Todos os ganhos da bolsa de valores do tempo de Trump no cargo foram varridos, e no curso de apenas uma semana em março o Índice Industrial Médio Dow Jones experienciou suas cinco maiores quedas na história.

Assista:



Pior do que um mercado de ações despencando, empresas e grandes indústrias têm sido forçadas a fechar suas janelas para ajudar a combater a rápida disseminação do vírus, colocando centenas de milhares de salários dos trabalhadores em risco.

Uma recessão a esse ponto é inevitável. Aqui estão três coisas que podemos fazer para nos preparar.

Número um: precisamos reformar o seguro desemprego para que corresponda às necessidades da economia atual.

Quando foi criado em 1935, o seguro desemprego foi feito para ajudar trabalhadores de período integral a resistirem a crises até conseguirem seus empregos antigos de volta. Mas existem menos trabalhadores de período integral na economia atual, e menos pessoas que são demitidas conseguem seus empregos antigos de volta.

Como resultado, somente 27% dos trabalhadores desempregados recebem benefícios hoje em dia, em comparação a 49% dos trabalhadores nos anos 50. Precisamos expandir a cobertura de desemprego de modo que todos sejam protegidos.

Número dois: precisamos fortalecer a assistência social, também conhecida como Assistência Temporária para Família Carentes.

Desde sua criação em 1996, o número de famílias recebendo assistência monetária diminuiu dramaticamente – e não porque estão vivendo melhor. Entre 2006 e 2018, apenas 13% das famílias foram tiradas da pobreza, enquanto o número de famílias recebendo assistência social caiu 39%.

Já fraco, o programa não se sustentou durante a Grande Recessão. O financiamento não expande automaticamente durante crises econômicas – o que significa que quanto maior o número de famílias necessitadas, menor a quantidade de dinheiro para ajudá-las. O programa também possui exigências laborais rígidas, que não conseguem ser cumpridas em uma recessão profunda. Pior ainda, muitos indivíduos necessitados já exauriram seus anos de elegibilidade para a assistência.

Precisamos reformar o programa de assistência social de modo que mais famílias necessitadas sejam elegíveis. Deveria ser mais fácil renunciar às exigências rígidas de trabalho durante uma crise econômica, e o limite de cinco anos durante a vida deveria ser suspenso.

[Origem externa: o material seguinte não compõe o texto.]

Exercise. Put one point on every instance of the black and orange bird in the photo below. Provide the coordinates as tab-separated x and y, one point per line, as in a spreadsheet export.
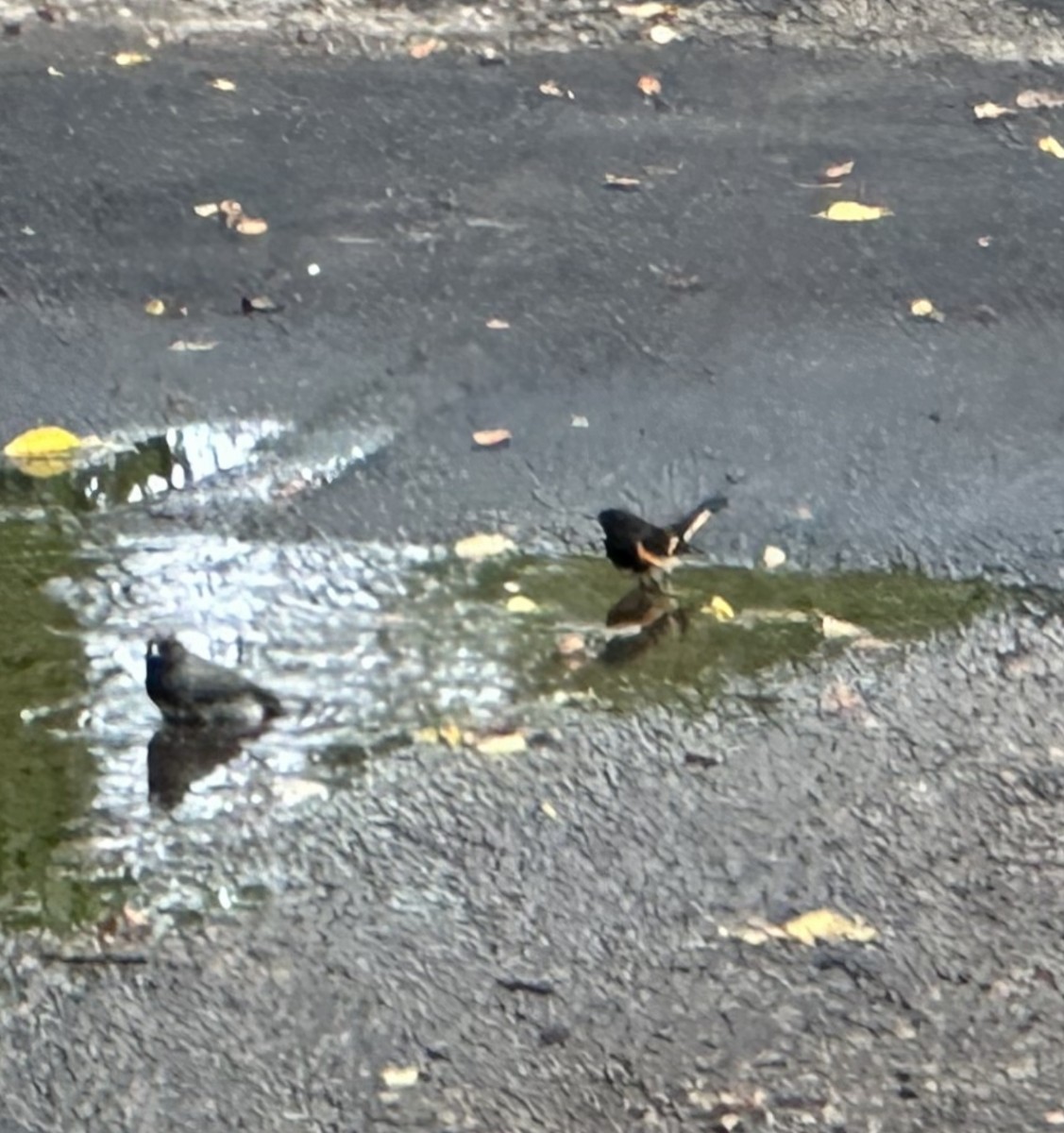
635	545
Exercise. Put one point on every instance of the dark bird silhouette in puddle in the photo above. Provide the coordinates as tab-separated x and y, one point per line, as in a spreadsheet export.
193	692
179	756
650	611
633	544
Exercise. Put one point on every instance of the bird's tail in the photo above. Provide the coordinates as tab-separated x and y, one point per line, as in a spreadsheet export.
691	524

Número três: devemos proteger o Programa de Assistência Nutricional Suplementar, também conhecido como SNAP ou cupons alimentícios.

Diferentemente da assistência social, o SNAP respondeu bem durante a Grande Recessão. Suas exigências são feitas para expandir durante crises econômicas ou recessões.

Abrir mão de exigências laborais durante a Grande Recessão tornou milhares de pessoas necessitadas, que de outra maneira não seriam aceitas, elegíveis para o programa. Entre dezembro de 2007 e dezembro de 2009, o número de participantes do SNAP cresceu 45%. O programa ajudou a manter estimadas 3.8 milhões de famílias fora da pobreza em 2009.

Mas essa pode não ser uma opção dessa vez, pois o SNAP tem sido atacado pela administração Trump, que está tentando decretar uma regra draconiana que tiraria estimados 700.000 dos nossos cidadãos mais vulneráveis do programa. Por sorte, um juiz impediu que o decreto entrasse em vigor, mas a administração ainda está lutando para aplicá-lo – mesmo em meio a uma pandemia global. Precisamos garantir que a flexibilidade e habilidade de resposta do SNAP durante crises econômicas sejam protegidas antes que a próxima recessão chegue.

Redes de segurança fortificadas não são boas somente para indivíduos e famílias necessitadas. Também vão prevenir que a iminente recessão se torne uma crise econômica ainda mais profunda e longa.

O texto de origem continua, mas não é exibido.